Nothing in Helmstetter's motion for reconsideration warrants a different conclusion. The cases Helmstetter cites certainly support the proposition that a Court may consider a defendant's youth at the time of sentencing as extraordinary and compelling circumstances sufficient to warrant a reduction in sentence. However, they do not alter the fact that the Court is “bound only by § 3582(c)(1)(A)(i) and, as always, the sentencing factors in § 3553(a).” Shkambi, 993 F.3d at 393.
“Age and lack of guidance as a youth are factors that may be considered under
§ 3553(a).” United States v. Acosta, 584 Fed.Appx. 276, 277 (5th Cir. 2014) (citing United States v. Mondragon-Santiago, 564 F.3d 357, 363 & n. 4 (5th Cir. 2009)). Indeed, the sentencing court “must also consider the policy statements of the Sentencing Commission, [18 U.S.C.] § 3553(a)(5), which expressly allow for consideration of the defendant's age, ‘including youth[.]'” United States v. Sparks, 941 F.3d 748, 755 (5th Cir. 2019) (citing U.S.S.G. § 5H1.1, p.s.).
However, no one § 3553 factor is dispositive. See United States v. Dunn, 728 F.3d 1151, 1159 (9th Cir. 2013) (“No one [§ 3553] factor should be given more or less weight than any other.”); United States v. Choi, 272 Fed.Appx. 133, 134 (2d Cir. 2008) (“[T]he requirement that a sentencing judge consider an 18 U.S.C. § 3553(a) factor is not synonymous with a requirement that the factor be given determinative or dispositive weight in the particular case.” (internal citation omitted)); United States v. Ferguson, 156 Fed.Appx. 175, 176 (11th Cir. 2005) (noting that courts are required to apply the § 3553 factors “with no one factor bearing more weight then another.”).
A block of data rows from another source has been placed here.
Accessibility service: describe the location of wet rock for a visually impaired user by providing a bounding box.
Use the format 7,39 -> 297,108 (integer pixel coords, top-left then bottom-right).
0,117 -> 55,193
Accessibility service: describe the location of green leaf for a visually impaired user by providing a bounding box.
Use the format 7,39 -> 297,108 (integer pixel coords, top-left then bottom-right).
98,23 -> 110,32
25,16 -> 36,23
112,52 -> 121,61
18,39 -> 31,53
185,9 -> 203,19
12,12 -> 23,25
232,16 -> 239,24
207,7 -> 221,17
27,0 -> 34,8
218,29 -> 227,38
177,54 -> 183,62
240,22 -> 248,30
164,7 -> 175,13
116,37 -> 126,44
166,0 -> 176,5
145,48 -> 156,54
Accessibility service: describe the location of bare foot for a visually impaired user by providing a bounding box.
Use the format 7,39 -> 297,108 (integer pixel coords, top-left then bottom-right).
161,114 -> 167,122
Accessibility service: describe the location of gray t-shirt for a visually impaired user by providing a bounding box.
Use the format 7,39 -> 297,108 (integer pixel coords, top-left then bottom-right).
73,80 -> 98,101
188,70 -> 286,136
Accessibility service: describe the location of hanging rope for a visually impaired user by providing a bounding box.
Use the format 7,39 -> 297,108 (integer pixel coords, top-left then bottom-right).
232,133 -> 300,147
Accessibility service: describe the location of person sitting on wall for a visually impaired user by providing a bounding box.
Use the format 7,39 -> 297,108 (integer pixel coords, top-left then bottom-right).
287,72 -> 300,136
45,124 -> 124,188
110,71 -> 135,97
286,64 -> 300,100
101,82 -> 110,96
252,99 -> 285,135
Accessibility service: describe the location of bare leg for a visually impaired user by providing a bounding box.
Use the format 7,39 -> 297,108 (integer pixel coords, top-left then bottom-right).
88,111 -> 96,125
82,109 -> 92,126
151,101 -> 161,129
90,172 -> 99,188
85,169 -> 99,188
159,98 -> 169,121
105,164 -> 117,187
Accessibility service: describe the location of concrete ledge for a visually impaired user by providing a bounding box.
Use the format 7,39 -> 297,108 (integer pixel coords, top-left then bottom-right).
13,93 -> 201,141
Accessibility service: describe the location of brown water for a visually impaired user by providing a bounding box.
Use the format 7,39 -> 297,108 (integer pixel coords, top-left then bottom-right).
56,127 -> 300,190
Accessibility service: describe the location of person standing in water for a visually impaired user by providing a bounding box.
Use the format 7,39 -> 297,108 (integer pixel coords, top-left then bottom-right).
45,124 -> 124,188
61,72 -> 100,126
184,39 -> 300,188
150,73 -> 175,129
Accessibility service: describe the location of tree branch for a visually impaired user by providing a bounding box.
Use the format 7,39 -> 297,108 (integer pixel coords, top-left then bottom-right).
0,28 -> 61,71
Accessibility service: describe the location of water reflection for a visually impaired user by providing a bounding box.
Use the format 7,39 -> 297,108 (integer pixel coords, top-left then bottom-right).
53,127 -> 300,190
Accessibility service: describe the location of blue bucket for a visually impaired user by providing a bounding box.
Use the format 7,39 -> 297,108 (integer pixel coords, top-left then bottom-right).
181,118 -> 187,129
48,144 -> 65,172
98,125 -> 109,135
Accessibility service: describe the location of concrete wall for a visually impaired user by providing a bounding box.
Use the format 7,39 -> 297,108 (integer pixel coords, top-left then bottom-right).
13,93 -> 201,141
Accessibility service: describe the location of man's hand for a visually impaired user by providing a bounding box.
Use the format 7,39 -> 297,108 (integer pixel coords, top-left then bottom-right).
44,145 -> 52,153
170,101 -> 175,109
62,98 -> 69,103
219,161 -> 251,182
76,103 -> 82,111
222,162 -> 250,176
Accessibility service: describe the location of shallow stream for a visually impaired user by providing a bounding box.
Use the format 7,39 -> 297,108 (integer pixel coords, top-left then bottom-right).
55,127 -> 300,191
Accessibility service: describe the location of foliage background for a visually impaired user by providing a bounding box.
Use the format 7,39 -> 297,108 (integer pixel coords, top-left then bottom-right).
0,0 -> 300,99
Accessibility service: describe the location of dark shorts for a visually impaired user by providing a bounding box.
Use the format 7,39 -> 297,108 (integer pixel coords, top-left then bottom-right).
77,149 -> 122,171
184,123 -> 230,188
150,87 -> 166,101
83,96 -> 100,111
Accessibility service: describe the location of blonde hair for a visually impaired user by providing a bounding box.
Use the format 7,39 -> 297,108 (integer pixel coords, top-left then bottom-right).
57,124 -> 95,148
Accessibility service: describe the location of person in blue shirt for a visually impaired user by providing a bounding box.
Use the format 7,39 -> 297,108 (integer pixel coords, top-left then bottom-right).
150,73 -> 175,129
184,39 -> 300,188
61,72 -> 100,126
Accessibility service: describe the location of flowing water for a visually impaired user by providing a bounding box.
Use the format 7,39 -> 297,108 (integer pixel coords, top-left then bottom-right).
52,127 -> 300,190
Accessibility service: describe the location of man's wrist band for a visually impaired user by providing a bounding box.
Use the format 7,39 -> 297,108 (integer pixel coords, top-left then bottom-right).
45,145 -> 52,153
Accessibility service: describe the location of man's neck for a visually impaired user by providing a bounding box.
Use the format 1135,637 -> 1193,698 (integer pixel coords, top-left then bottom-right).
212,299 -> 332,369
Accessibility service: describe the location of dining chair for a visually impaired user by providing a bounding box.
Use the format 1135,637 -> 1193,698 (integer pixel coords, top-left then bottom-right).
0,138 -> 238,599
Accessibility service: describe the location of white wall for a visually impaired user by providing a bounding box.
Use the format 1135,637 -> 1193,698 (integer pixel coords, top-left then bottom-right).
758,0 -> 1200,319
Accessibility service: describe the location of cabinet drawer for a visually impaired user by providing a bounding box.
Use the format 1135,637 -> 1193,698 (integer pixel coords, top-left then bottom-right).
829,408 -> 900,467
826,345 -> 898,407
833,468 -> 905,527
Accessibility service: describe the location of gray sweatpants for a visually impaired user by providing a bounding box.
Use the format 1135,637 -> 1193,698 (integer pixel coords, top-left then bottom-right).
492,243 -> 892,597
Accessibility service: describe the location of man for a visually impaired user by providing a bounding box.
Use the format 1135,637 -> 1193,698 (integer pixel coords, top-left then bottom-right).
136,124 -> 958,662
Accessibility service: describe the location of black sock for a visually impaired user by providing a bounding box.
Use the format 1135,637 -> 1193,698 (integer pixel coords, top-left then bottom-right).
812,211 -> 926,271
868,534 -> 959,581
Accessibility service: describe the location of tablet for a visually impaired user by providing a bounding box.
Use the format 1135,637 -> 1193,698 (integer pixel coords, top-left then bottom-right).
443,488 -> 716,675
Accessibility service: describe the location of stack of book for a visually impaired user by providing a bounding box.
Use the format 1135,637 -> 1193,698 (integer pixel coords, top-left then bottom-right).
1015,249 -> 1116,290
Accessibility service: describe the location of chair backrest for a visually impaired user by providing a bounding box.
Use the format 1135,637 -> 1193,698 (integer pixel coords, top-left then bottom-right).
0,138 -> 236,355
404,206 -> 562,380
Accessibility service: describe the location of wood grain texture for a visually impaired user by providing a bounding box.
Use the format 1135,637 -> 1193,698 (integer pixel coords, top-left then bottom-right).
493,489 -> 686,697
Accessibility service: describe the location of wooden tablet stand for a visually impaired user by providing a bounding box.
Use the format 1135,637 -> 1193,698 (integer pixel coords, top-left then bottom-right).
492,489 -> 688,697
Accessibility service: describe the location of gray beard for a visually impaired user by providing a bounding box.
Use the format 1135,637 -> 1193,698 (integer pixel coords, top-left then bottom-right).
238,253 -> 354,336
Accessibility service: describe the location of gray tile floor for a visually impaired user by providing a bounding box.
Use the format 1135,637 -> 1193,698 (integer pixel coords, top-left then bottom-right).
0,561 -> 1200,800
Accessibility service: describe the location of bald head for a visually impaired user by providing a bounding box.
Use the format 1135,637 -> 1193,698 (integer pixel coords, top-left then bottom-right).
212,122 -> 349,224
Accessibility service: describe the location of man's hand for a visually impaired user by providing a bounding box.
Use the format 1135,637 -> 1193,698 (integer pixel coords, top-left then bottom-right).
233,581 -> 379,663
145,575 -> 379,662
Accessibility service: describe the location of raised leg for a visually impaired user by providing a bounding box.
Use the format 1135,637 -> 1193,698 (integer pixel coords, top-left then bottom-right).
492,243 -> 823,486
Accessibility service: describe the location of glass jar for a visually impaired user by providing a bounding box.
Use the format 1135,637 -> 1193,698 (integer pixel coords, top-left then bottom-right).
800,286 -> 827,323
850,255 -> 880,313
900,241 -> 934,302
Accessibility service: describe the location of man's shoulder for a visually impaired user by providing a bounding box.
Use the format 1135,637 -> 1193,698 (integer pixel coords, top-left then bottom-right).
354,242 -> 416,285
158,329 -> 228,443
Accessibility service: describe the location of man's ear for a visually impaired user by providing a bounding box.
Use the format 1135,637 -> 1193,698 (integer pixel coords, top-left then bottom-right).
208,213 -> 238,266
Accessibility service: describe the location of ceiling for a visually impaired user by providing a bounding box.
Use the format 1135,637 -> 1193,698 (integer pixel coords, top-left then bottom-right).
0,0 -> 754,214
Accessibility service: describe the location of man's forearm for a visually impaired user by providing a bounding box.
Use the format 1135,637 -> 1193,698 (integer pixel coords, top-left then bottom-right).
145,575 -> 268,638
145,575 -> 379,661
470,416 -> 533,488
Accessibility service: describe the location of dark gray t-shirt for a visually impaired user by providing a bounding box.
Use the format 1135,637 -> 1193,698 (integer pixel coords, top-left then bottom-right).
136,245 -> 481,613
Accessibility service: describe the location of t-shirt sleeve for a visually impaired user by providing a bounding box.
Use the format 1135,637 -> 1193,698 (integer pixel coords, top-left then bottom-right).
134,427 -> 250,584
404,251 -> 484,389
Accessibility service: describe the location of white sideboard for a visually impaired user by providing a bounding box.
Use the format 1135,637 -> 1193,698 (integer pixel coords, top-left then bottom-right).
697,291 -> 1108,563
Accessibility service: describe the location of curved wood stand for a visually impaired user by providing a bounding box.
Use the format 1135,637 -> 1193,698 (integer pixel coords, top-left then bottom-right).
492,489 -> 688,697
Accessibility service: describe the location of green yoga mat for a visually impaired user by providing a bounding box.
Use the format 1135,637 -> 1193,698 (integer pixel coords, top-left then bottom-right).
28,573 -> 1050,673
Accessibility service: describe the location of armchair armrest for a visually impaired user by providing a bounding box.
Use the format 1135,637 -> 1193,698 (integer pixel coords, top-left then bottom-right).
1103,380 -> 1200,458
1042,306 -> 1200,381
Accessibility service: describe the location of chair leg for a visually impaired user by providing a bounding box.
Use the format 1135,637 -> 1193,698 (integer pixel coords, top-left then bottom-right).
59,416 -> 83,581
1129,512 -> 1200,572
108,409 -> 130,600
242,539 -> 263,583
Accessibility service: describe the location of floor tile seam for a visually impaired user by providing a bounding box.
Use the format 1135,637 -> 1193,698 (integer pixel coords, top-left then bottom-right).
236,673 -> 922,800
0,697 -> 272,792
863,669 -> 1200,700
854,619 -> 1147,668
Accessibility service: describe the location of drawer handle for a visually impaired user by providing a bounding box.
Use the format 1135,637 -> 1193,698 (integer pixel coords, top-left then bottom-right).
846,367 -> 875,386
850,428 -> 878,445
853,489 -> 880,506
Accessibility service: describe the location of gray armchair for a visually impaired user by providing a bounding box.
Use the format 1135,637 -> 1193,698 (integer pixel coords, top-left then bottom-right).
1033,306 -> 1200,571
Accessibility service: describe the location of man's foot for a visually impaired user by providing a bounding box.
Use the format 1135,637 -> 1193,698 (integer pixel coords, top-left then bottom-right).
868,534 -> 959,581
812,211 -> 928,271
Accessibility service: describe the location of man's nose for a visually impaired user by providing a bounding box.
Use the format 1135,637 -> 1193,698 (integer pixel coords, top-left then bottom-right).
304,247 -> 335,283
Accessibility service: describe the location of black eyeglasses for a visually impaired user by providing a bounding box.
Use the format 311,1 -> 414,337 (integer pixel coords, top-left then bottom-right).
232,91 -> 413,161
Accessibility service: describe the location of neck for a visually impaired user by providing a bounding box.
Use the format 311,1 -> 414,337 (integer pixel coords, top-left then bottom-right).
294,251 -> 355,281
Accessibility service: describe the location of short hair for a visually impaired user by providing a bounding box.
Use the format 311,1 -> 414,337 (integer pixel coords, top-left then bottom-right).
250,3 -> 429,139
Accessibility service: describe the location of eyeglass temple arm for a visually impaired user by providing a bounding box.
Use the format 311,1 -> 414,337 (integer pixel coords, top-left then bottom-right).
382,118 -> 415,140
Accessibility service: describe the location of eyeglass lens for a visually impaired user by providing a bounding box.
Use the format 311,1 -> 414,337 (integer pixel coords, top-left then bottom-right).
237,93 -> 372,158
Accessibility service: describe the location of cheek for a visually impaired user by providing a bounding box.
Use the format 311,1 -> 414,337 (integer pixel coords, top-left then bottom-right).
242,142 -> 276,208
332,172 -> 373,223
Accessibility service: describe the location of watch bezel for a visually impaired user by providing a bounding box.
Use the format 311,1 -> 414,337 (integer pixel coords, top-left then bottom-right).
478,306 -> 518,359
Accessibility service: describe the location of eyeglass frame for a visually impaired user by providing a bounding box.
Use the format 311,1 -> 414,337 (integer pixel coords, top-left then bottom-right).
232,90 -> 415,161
Section 3582(c)(1)(A) directs the Court to consider the sentencing factors, to the extent they are applicable, before exercising its discretion and granting compassionate release. See, e.g., United States v. Chambliss, 948 F.3d 691, 694 (5th Cir. 2020) (noting discretionary nature of compassionate release). The Court did so. The Court considered Helmstetter's age at the time he committed the offenses for which he was convicted when the Court considered his history and his personal characteristics. 18 U.S.C. § 3553(a)(1). Helmstetter's sentence is appropriate in light of not only his relative youth at the time of offense, but also the need for his sentence to reflect the seriousness of his offenses, promote respect for the law, provide just punishment for his offenses, adequately deter criminal conduct, and to protect the public from further crimes. See United States v. Clark, No. 94-1, 2023 WL 2815152, at *3, 8 (E.D. Tex. Apr. 6, 2023) (denying motion for compassionate release as “the sentencing court carefully considered [the defendant's] youth” and his sentence of 50 years was appropriate in light of the severity of the offense).
See R. Doc. No. 1327, at 13-14.
Helmstetter has failed to demonstrate that reconsideration is necessary to correct manifest errors of law or fact, to present new evidence, to show that reconsideration is necessary to prevent manifest injustice, or to remedy an intervening change in the controlling law. Upper Room Bible Church, Inc., 2023 WL 2018001, at *2.
III. CONCLUSION
Accordingly, IT IS ORDERED that Helmstetter's motion for reconsideration is DENIED.